Using the stats and boot libraries in R perform a cross-validation experiment to observe the bias variance tradeoff. You’ll use the auto data set from previous assignments. This dataset has 392 observations across 5 variables. We want to fit a polynomial model of various degrees using the glm function in R and then measure the cross validation error using cv.glm function.
Fit various polynomial models to compute mpg as a function of the other four variables acceleration, weight, horsepower, and displacement using glm function. For example:
glm.fit=glm(mpg~poly(disp+hp+wt+acc,2), data=auto)
cv.err5[2]=cv.glm(auto,glm.fit,K=5)$delta[1]
will fit a 2nd degree polynomial function between mpg and the remaining 4 variables and perform 5 iterations of cross-validations. This result will be stored in a cv.err5 array. cv.glm returns the estimated cross validation error and its adjusted value in a variable called delta. Please see the help on cv.glm to see more information.

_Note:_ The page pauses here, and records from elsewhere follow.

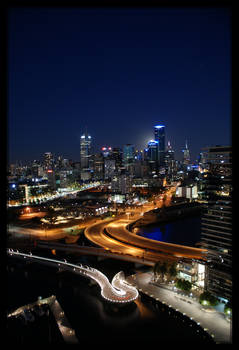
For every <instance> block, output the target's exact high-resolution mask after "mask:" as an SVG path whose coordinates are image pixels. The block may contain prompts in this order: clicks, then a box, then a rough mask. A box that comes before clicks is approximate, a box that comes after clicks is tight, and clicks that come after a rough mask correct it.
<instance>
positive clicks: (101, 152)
mask: <svg viewBox="0 0 239 350" xmlns="http://www.w3.org/2000/svg"><path fill="white" fill-rule="evenodd" d="M101 153H102V155H103V157H109V156H111V154H112V148H111V147H102V148H101Z"/></svg>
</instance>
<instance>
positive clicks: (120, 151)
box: [111, 147, 123, 173]
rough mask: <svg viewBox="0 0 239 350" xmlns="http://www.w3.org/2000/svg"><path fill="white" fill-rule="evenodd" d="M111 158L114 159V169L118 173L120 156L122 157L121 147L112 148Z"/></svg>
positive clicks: (119, 163)
mask: <svg viewBox="0 0 239 350" xmlns="http://www.w3.org/2000/svg"><path fill="white" fill-rule="evenodd" d="M111 158H112V159H114V160H115V171H116V172H117V173H119V172H120V169H121V168H122V158H123V152H122V149H121V148H117V147H114V148H113V149H112V153H111Z"/></svg>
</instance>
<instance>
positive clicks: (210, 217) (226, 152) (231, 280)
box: [201, 146, 232, 300]
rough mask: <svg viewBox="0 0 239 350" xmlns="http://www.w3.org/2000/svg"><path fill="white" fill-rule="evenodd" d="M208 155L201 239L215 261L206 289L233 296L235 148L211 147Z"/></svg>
mask: <svg viewBox="0 0 239 350" xmlns="http://www.w3.org/2000/svg"><path fill="white" fill-rule="evenodd" d="M205 155H206V164H205V165H206V169H205V170H204V173H203V174H202V186H201V199H202V200H203V201H204V203H205V209H204V213H203V215H202V227H201V241H202V247H205V248H206V249H208V253H209V254H208V259H209V261H211V264H209V265H208V266H207V269H206V289H207V290H208V291H210V292H211V293H213V294H214V295H216V296H218V297H222V298H225V299H227V300H229V299H230V298H231V295H232V278H231V267H232V254H231V253H232V206H231V193H232V163H231V157H232V149H231V147H230V146H215V147H209V148H207V149H206V152H205Z"/></svg>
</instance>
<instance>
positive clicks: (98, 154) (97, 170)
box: [93, 153, 104, 180]
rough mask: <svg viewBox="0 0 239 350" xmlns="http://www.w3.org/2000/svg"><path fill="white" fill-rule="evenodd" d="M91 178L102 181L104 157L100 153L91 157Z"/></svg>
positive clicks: (103, 168)
mask: <svg viewBox="0 0 239 350" xmlns="http://www.w3.org/2000/svg"><path fill="white" fill-rule="evenodd" d="M93 178H94V180H103V178H104V156H103V155H102V153H97V154H94V155H93Z"/></svg>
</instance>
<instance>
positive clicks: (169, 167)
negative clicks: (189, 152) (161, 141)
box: [164, 141, 176, 179]
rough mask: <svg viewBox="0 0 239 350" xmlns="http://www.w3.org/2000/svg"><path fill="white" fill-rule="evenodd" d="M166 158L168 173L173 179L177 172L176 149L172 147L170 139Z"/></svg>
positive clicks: (166, 151) (165, 156) (165, 162)
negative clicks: (170, 143) (174, 148)
mask: <svg viewBox="0 0 239 350" xmlns="http://www.w3.org/2000/svg"><path fill="white" fill-rule="evenodd" d="M164 160H165V169H166V173H167V175H168V176H169V178H170V179H173V175H174V173H175V172H176V163H175V159H174V150H173V149H172V146H171V144H170V141H168V145H167V149H166V152H165V158H164Z"/></svg>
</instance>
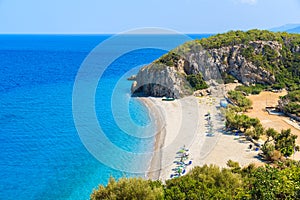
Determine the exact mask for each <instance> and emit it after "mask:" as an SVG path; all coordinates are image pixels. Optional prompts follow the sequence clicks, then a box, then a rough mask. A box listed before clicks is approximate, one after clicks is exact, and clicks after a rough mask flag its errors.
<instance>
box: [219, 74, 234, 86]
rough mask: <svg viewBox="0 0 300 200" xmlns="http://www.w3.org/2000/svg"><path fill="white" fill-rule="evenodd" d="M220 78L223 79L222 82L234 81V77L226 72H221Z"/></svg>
mask: <svg viewBox="0 0 300 200" xmlns="http://www.w3.org/2000/svg"><path fill="white" fill-rule="evenodd" d="M222 78H223V80H224V83H225V84H227V83H234V81H235V80H236V78H235V77H234V76H232V75H230V74H227V73H225V72H223V73H222Z"/></svg>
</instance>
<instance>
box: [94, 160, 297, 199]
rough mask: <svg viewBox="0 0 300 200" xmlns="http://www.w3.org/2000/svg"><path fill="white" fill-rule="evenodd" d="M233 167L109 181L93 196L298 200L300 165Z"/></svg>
mask: <svg viewBox="0 0 300 200" xmlns="http://www.w3.org/2000/svg"><path fill="white" fill-rule="evenodd" d="M228 166H229V167H230V168H227V169H220V168H219V167H217V166H213V165H210V166H207V165H204V166H203V167H195V168H194V169H192V170H191V171H190V172H189V173H188V174H187V175H185V176H181V177H179V178H174V179H170V180H167V181H166V183H165V184H162V183H161V182H159V181H151V180H143V179H141V178H121V179H120V180H119V181H117V182H116V181H115V180H114V179H110V181H109V183H108V185H107V186H106V187H105V186H102V185H101V186H99V188H98V189H97V190H94V191H93V193H92V194H91V199H92V200H100V199H101V200H102V199H170V200H171V199H299V198H300V163H299V162H294V161H285V162H282V163H280V165H279V164H278V165H277V166H274V167H271V166H268V165H267V166H266V167H258V168H256V167H254V166H253V165H249V166H248V167H246V168H243V169H241V167H240V166H239V164H238V163H236V162H233V161H231V160H229V161H228Z"/></svg>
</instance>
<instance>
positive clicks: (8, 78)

Once you have fit the various polynomials from degree 1 to 8, you can plot the crossvalidation error function as
degree=1:8
plot(degree,cv.err5,type='b')
# Load libraries
library(stats)
library(boot)
library(DT)
## Warning: package 'DT' was built under R version 3.3.3
# Setting working directory
# Note: Both .rmd and .data needs to be in same directory
set_directory <- function(directory) {
if (!is.null(directory))
setwd(directory)
}
# Read data and give column names
auto <- read.table("auto-mpg.data", header=FALSE,as.is=TRUE)

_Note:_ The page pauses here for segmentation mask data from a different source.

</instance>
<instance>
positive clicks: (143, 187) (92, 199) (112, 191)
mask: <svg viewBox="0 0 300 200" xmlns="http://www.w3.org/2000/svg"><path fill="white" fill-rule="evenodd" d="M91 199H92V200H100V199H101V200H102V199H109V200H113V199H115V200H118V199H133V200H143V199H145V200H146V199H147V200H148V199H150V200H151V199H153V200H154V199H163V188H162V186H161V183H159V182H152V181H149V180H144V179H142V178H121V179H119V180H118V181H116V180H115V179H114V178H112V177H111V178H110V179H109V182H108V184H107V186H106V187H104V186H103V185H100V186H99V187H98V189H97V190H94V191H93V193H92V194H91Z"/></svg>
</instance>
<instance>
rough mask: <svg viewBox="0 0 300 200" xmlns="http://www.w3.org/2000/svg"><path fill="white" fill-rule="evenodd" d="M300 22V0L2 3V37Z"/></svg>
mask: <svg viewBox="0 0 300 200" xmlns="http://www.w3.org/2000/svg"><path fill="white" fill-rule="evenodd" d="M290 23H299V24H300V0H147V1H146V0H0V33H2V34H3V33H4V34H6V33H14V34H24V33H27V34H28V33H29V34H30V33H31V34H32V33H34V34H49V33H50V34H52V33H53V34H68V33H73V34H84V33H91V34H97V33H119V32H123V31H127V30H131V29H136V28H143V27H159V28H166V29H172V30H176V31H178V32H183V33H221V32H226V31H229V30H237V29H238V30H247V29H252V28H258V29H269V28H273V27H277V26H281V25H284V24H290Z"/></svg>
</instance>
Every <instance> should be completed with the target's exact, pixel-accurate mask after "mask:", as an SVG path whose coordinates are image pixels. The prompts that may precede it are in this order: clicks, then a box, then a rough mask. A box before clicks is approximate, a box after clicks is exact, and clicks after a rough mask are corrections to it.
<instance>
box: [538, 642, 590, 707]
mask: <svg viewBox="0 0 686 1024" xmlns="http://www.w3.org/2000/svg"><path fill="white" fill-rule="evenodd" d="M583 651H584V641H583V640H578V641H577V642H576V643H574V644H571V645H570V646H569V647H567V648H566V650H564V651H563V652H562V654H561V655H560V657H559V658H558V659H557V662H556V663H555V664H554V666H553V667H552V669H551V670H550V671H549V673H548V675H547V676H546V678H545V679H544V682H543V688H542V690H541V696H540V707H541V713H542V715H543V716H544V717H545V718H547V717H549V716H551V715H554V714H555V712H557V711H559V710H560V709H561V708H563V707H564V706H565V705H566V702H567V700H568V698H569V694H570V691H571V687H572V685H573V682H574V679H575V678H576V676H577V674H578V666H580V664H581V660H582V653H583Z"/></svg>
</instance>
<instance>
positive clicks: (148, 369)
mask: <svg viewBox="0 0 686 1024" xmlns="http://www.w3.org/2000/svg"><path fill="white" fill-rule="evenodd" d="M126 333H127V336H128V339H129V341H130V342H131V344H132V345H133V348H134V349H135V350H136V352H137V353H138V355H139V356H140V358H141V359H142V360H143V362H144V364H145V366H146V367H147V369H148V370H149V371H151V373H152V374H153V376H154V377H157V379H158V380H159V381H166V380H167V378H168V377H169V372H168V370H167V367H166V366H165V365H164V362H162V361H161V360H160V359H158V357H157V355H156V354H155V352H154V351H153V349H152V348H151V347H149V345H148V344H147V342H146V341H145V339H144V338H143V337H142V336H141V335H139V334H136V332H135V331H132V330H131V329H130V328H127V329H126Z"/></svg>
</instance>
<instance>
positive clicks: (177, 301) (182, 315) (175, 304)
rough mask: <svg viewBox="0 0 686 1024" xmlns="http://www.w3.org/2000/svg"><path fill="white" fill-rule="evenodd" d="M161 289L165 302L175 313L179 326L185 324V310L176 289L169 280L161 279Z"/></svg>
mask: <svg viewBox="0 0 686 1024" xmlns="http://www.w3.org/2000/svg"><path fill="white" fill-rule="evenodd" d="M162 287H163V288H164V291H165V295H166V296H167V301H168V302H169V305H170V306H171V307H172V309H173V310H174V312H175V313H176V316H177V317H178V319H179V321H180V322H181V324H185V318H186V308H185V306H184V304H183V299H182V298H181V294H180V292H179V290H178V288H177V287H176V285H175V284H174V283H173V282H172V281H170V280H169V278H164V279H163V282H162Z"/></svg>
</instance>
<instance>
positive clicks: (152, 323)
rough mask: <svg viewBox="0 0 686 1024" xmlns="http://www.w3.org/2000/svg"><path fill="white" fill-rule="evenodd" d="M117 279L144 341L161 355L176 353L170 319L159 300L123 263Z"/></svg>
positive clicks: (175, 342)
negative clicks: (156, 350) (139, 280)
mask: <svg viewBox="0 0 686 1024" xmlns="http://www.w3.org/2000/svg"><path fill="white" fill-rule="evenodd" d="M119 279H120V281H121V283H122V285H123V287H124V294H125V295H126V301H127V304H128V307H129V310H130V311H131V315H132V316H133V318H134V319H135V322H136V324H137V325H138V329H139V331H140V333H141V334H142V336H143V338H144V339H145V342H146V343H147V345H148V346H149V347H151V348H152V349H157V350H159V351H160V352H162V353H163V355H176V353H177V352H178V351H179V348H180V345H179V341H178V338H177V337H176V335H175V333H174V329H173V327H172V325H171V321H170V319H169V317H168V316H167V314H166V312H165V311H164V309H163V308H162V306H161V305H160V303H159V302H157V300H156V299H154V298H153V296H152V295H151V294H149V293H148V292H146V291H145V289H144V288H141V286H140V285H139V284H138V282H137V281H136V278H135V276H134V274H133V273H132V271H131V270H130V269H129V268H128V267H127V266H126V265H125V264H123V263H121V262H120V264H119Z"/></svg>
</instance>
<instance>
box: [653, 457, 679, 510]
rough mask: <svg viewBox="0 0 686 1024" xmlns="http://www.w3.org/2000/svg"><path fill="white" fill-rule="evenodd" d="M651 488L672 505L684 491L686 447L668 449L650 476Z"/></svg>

colnames(auto) <- c("disp", "hp","wt","acc","mpg")
datatable(auto, options = list(pageLength = 5))
set.seed(7)
## Warning in set.seed(7): '.Random.seed' is not an integer vector but of type
## 'NULL', so ignored
cv.err5 <- c()
for(i in 1:8){
model <- glm(mpg~poly(disp + hp + wt + acc, i), data = auto)
cv.err5[i] <- cv.glm(auto, model , K=5)$delta[1]
}
degrees <- 1:8
plot(degrees, cv.err5, type='b', main = 'Tradeoff Between Bias and Variance',
ylab = "Prediction Error", xlab='Polynomial Degree', col='blue')
Based on the cross-valiation error, we should consider selecting the 2nd or 3rd degree polynomial model as the providing the best fit.